The last time i wired a fueling station, the Estops had to be outside of the Zone. So there were no chico fittings there

I hope you read thru 513 and 514 ?? they arent long or hard to understand


----------



## oldsparky52 (Feb 25, 2020)

splatz said:


> You have to know how the locations are classified.


This is the key. If the existing E-stop is out of the classified location and the conduit between this switch and the new switch does not enter a classified location then it is my understanding you would not need any sealoffs. 

That being said, you need to check job specs because more than once I've seen sealoffs called for when the NEC was not requiring them.

Since the switch is NC, then it sounds like a holding circuit for a contactor. If that's the case then it's just a matter of wiring the 2nd switch in series with the holding circuit (like 460 Delta mentioned).


----------



## Apelectric (Dec 6, 2017)

Depending on the size of the airport / amount of fueling going on and the location the EFSO can work in different sequences. 

We have terminal area fueling where if the EFSO is activated it shuts the local fuel valve (alarms sound, etc) but allows the pump, hundreds of feet or more away in the "fuel satellite", to keep running and fueling the other locations. I forget the number, but more than one EFSO has to be activated before shutting down the pump. There also might be a time limit for how long it can run with one EFSO activated but don't quote me on that. 

However, the transfer pumps, pumping from large fuel tanks in the "fuel farm", that pump to smaller but still very large tanks in the "fuel satellite ", only require one EFSO to be activated for the pump to stop.


----------



## splatz (May 23, 2015)

oldsparky52 said:


> This is the key. If the existing E-stop is out of the classified location and the conduit between this switch and the new switch does not enter a classified location then it is my understanding you would not need any sealoffs.


I think if the conduit passes through the boundary, it needs a sealoff near the boundary, is that correct?


----------



## Almost Retired (Sep 14, 2021)

splatz said:


> I think if the conduit passes through the boundary, it needs a sealoff near the boundary, is that correct?


yes but if its underground then as soon as it emerges from underground out of the zone


----------



## oldsparky52 (Feb 25, 2020)

splatz said:


> I think if the conduit passes through the boundary, it needs a sealoff near the boundary, is that correct?


If the conduit passes completely through the boundary with no fittings, it would not require sealoff's, but if there are fittings (couplings) in the classified location then seals are required. This is my experience with gas stations and u/g conduits. I would think the same applies to above ground conduits as well. 

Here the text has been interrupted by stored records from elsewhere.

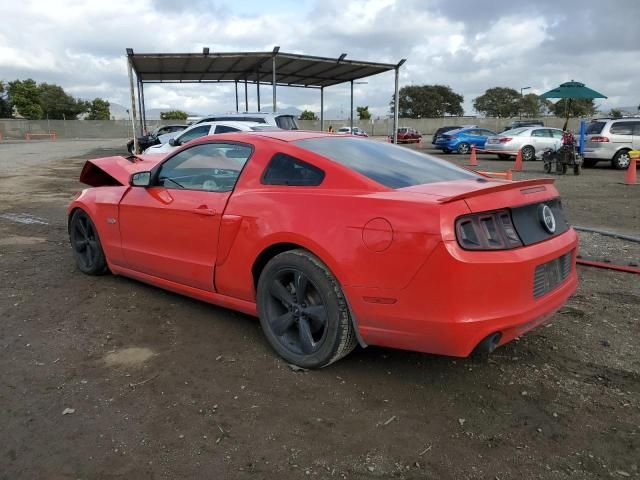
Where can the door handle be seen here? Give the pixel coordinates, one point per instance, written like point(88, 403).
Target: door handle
point(204, 210)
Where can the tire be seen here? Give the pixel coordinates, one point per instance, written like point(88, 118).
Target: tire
point(590, 162)
point(463, 148)
point(528, 153)
point(621, 160)
point(85, 242)
point(309, 340)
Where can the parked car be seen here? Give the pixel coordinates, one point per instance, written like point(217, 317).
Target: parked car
point(524, 123)
point(203, 129)
point(152, 138)
point(240, 220)
point(533, 141)
point(462, 139)
point(285, 121)
point(442, 130)
point(611, 140)
point(407, 135)
point(358, 132)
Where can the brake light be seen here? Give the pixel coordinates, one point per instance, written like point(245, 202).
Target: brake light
point(487, 231)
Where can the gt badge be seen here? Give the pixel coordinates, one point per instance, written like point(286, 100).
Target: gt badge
point(547, 219)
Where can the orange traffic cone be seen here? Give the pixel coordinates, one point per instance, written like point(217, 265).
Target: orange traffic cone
point(631, 175)
point(518, 165)
point(474, 160)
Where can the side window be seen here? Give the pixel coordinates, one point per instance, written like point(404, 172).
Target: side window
point(196, 132)
point(225, 129)
point(284, 169)
point(621, 128)
point(556, 133)
point(212, 167)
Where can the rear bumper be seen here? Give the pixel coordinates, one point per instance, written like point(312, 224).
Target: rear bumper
point(458, 298)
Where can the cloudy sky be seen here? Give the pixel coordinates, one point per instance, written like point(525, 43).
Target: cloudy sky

We used to try really hard to route all site lighting, signs, etc. conduits so they never went through a classified location (in gas stations the area underground below a classified location was considered a classified location.


----------



## Southeast Power (Jan 18, 2009)

WronGun said:


> I don’t know why this isn’t clear to me, but I’m trying to draw out a circuit and not sure how to do it.
> 
> I have a fuel station at an airport that I need to integrate a secondary Fuel Shut-Off while keeping the first one also operational. How do I open the same circuit from 2 locations.
> 
> ...


Is the circuit maintained therefore a closed circuit or is it a shunt trip that needs to be parallel?
Im sure those in the petro side of the house would know. I would suspect it would be a loop that opens if there was a problem.


----------



## WronGun (Oct 18, 2013)

Southeast Power said:


> Is the circuit maintained therefore a closed circuit or is it a shunt trip that needs to be parallel?
> Im sure those in the petro side of the house would know. I would suspect it would be a loop that opens if there was a problem.


I’ll find out soon. I quoted it without seeing it, but I did have a good set of detailed prints showing the existing design. It’s spec’s show just as an EFSO shut-off. 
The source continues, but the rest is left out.